Nov 16, 2010
American culture is happily awash of late with appeals to human reason.
Case in point is a new book by ultra anti-religionist Sam Harris. Although the fundamental thesis of The Moral Landscape -- that "science should one day be able to make very precise claims about which of our behaviors...are morally good" -- is quite a stretch even by secular standards, Harris nonetheless does a couple of remarkable things for a leading public atheist.
First he insists that a knowledge of right and wrong should be a matter of objective, straightforward human knowledge, thus dismissing three centuries of philosophers who, in one form or another, have insisted that 'the good' does not name some objective quality at all, but only serves to euphemistically veil our own personal preferences: 'X is morally good' means nothing but 'I like X and I want you to like X too'.

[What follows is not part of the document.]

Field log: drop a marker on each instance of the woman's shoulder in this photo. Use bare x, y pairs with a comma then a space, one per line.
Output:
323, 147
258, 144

More fascinating still is his insistence that both sides of the culture wars -- the Evangelical Christian right just as surely as the hard core champions of reductionist evolutionary psychology -- have erred in their notions of how we determine right from wrong, and this because they have failed to understand the full possibilities of human reason. "[A] shared belief in the limitations of reason," affirms Harris, "lies at the bottom of [our] cultural divides." Both sides of the 'culture wars', he insists, "believe that reason is powerless to answer the most important questions in human life."